To introduce Herman Düne, you can find lines online like John Peel‘s (Legendary BBC1 DJ, who created the PEEL SESSIONS): “once claimed to recognize Herman Düne guitars the fastest and Jolie Holland called Herman Düne ‘The Leonard Cohen I know’“. For the melomaniac who rely more in sounds and lyrics, one can first recommend “Tell Me Something I don’t know” even though “Crazy Blue” is an all-time favourite.
However, reaching out to the personal, we would start by also highlighting Herman Düne‘s hair which has already begun to fade in shades of pinks –a sort of unconscious and more natural version of the Polymétis, Pink Punch, 2013–14 by artists Nicholas Croft and Michaela MacLeod at the Jarding de Métis, in the Reford Gardens [Grand Métis, QUEBEC CITY, CANADA] —for the aesthetic-minded ones; to then revise Düne’s comic @YayaThonman, his ceramic way of art and even his paintings.
That’s pretty much why we we(a)re excited when David Ivar Düne [HERMAN DÜNE’s real name] accepted to be part of CHEVET and share with us a private part of his Californian nest.

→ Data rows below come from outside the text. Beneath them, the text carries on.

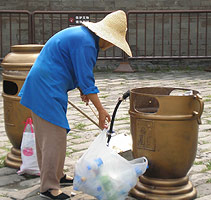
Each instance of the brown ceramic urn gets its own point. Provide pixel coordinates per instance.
(164, 128)
(16, 66)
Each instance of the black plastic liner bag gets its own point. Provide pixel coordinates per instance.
(104, 174)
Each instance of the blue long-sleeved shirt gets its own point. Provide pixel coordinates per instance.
(65, 63)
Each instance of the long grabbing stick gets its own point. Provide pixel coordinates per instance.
(83, 113)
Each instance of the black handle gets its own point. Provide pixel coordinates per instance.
(110, 131)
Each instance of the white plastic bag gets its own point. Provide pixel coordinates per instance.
(104, 174)
(28, 151)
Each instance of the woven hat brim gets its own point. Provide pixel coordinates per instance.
(109, 35)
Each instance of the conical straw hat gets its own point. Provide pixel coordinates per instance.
(112, 28)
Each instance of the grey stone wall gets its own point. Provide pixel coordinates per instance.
(109, 5)
(126, 5)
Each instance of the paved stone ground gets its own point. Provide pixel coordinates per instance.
(112, 86)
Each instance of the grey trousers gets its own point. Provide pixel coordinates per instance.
(51, 151)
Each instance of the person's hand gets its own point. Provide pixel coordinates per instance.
(104, 119)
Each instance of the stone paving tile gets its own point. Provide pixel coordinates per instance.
(112, 86)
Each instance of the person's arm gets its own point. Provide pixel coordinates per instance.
(103, 115)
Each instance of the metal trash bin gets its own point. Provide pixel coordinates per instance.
(16, 66)
(164, 128)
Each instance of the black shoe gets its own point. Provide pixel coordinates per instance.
(48, 195)
(65, 182)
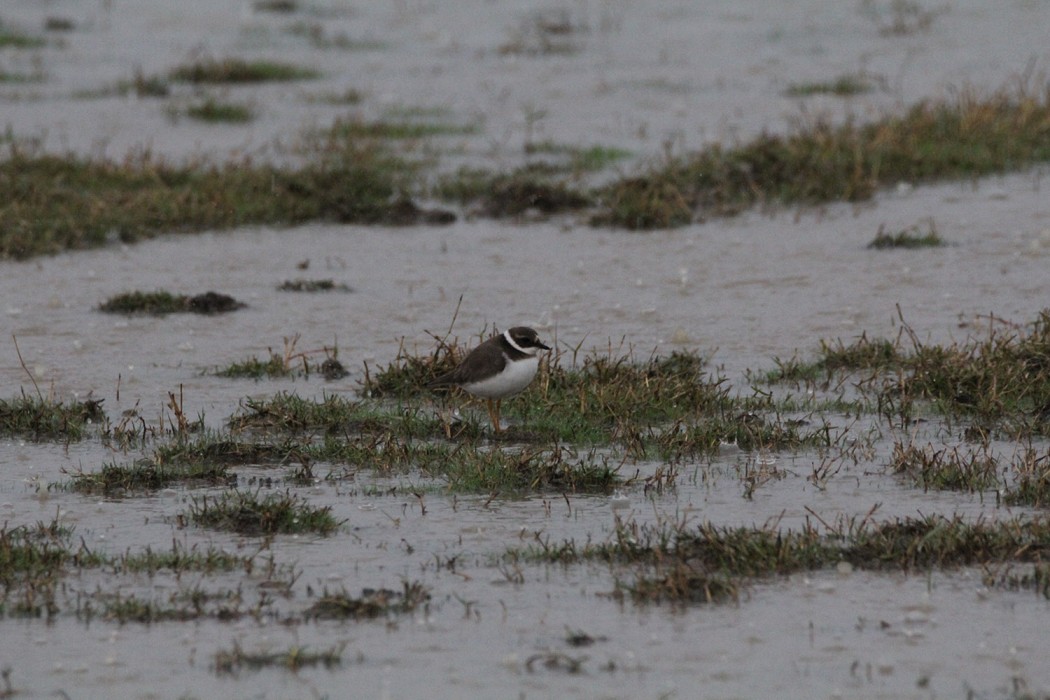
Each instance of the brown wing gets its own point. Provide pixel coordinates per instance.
(485, 359)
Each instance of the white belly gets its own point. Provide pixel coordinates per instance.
(513, 378)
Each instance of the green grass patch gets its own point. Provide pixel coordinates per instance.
(313, 285)
(238, 70)
(400, 129)
(528, 189)
(710, 564)
(183, 606)
(843, 86)
(248, 513)
(966, 135)
(149, 475)
(46, 419)
(34, 559)
(1001, 378)
(863, 354)
(68, 203)
(668, 406)
(915, 236)
(215, 111)
(13, 38)
(295, 659)
(372, 602)
(580, 160)
(1031, 479)
(954, 469)
(161, 303)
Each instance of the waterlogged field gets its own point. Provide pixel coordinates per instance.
(793, 439)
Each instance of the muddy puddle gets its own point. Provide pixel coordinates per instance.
(741, 291)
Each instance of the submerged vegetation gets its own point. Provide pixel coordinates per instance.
(999, 380)
(161, 303)
(350, 172)
(914, 236)
(967, 135)
(672, 561)
(46, 419)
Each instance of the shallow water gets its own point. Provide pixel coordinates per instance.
(743, 291)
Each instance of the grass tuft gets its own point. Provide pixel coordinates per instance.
(247, 513)
(372, 603)
(239, 70)
(45, 419)
(911, 237)
(161, 303)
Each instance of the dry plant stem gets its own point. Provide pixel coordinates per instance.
(22, 362)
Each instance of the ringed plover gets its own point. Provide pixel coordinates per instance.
(500, 367)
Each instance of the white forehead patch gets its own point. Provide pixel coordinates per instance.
(527, 351)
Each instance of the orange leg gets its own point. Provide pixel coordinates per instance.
(494, 414)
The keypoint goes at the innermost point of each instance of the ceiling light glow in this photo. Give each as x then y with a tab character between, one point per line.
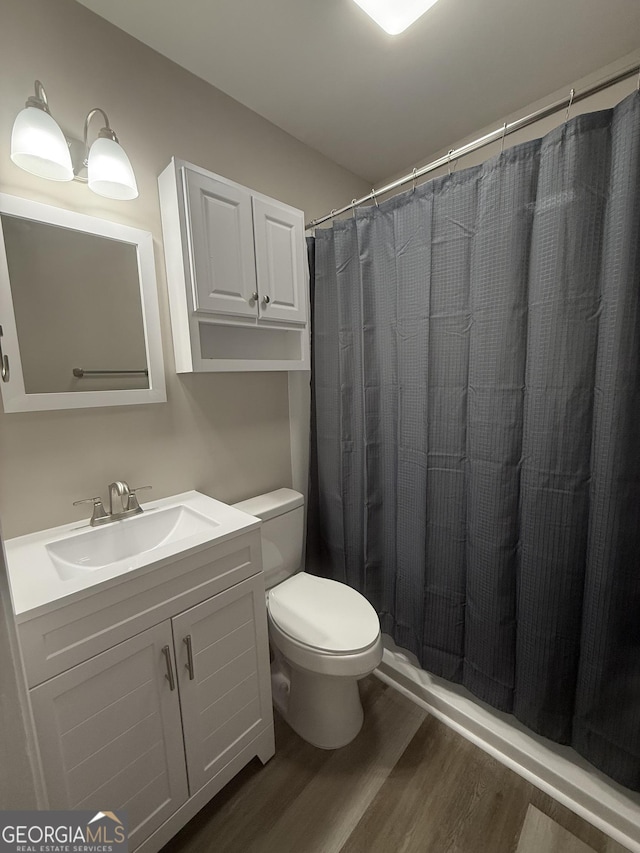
394	16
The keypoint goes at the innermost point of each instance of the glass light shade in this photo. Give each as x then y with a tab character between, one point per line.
38	146
109	171
394	16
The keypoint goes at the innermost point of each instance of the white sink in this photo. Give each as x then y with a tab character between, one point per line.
99	547
50	568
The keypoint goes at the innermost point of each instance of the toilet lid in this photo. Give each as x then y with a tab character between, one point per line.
323	614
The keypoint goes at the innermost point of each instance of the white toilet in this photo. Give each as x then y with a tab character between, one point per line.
324	635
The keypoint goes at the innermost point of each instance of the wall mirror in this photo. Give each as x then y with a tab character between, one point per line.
78	311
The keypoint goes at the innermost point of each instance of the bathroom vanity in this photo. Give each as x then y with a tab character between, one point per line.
147	660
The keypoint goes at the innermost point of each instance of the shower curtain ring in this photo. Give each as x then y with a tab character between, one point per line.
571	97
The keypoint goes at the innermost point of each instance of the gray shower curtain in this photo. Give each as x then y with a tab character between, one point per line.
476	446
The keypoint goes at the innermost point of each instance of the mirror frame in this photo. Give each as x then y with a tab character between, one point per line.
14	396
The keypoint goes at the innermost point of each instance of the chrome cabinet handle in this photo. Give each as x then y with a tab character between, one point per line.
166	651
189	664
4	362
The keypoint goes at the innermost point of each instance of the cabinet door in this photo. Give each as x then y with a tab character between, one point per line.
221	242
280	261
226	693
110	735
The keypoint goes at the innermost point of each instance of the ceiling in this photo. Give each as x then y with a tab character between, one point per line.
377	104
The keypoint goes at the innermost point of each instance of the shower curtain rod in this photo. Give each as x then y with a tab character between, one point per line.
493	136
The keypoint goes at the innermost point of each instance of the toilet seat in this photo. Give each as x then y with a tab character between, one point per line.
323	615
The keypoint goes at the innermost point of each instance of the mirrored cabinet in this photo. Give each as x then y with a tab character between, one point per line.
78	311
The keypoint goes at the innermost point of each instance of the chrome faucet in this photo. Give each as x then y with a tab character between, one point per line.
120	490
123	503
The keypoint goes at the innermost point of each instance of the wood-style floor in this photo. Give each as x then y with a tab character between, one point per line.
407	784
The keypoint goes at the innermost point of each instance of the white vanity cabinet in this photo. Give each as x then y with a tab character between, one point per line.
110	737
172	694
237	274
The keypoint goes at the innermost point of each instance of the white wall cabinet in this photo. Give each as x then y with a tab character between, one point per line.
237	274
157	723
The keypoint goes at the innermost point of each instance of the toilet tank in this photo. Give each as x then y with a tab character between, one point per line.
282	514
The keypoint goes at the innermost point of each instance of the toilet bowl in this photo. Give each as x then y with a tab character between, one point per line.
324	635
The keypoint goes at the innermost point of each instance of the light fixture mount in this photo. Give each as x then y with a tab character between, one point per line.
39	146
394	16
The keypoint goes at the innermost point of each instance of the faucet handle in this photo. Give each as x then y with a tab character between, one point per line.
98	508
132	503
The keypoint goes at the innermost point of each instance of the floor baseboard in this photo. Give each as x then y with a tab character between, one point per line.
557	770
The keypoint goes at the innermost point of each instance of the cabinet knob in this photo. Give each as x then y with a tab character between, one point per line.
4	362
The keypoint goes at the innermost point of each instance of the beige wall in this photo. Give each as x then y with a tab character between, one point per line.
225	434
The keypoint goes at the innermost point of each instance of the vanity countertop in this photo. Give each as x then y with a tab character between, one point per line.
37	585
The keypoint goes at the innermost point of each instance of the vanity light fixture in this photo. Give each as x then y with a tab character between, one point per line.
394	16
39	146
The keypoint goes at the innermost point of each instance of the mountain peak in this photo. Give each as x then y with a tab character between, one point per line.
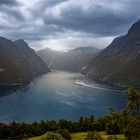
135	29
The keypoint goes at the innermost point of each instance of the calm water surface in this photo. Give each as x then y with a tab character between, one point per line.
56	95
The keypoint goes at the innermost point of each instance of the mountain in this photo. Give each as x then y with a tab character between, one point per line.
119	63
73	60
18	62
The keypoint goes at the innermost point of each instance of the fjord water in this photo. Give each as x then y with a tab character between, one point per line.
56	95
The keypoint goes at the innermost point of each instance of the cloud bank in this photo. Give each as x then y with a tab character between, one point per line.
66	24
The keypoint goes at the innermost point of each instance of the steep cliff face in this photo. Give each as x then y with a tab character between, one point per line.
119	63
18	62
73	60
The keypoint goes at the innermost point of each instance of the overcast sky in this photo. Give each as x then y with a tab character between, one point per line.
66	24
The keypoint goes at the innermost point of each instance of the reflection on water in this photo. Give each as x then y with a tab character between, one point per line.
56	95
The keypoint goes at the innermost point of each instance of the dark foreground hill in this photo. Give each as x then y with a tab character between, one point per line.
18	62
119	63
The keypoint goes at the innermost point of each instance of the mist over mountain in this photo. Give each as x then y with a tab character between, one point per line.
73	60
119	63
18	62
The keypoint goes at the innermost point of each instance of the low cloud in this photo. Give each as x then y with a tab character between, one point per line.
65	24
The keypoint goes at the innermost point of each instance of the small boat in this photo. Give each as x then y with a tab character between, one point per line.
79	82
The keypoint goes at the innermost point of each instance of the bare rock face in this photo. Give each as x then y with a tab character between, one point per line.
18	62
119	63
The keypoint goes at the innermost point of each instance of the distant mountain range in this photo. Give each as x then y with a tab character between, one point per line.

“I got this nightstand from my friend Cathy in San Pedro, the Port Of Los Angeles, where I live. She got it from a ship docked in the harbor and you can tell it’s boat furniture, I think.
So, on [the nightstand] you can see (from left to right):
-My Headphones, whenever I’m mixing a record I need to take the songs from the studio and listen to them on these specific headphones. I’ve had them since Not On Top (2005).
-An antique Swedish Horse from Dalarna (central Sweden), where my ancestors are from.
–The Abortion: An Historical Romance 1966 by Richard Brautigan: a poem, a novel, a memoir, a book by Brautigan. Where a clerk at the library for unfinished books in San Francisco comes back from a dreamlike cellblock to life through a real love affair and a real abortion in Mexico.
–Birdland by Gilbert Hernandez: [this is] an erotic foray into Magical Realism. Fritz, the beautiful heroine, with wonderful breasts and a high soft lisp, is also a psychotherapist and Birdland brings us into the weirdest, darkest realms of the world of her dreams.
-A Self-Portrait by Mayon Hanania, my muse and partner in life.
–Inspecteur Morrison. This black cat came to my house and never left. I never wanted a pet and did nothing to encourage him. I believe he’s a descendant of one of Charles Bukowski’s many cats. Bukowski used to live further up on the same street as I. He’s quite mean, small, scruffy and wild, but I really like that he comes hanging out with me sometimes!”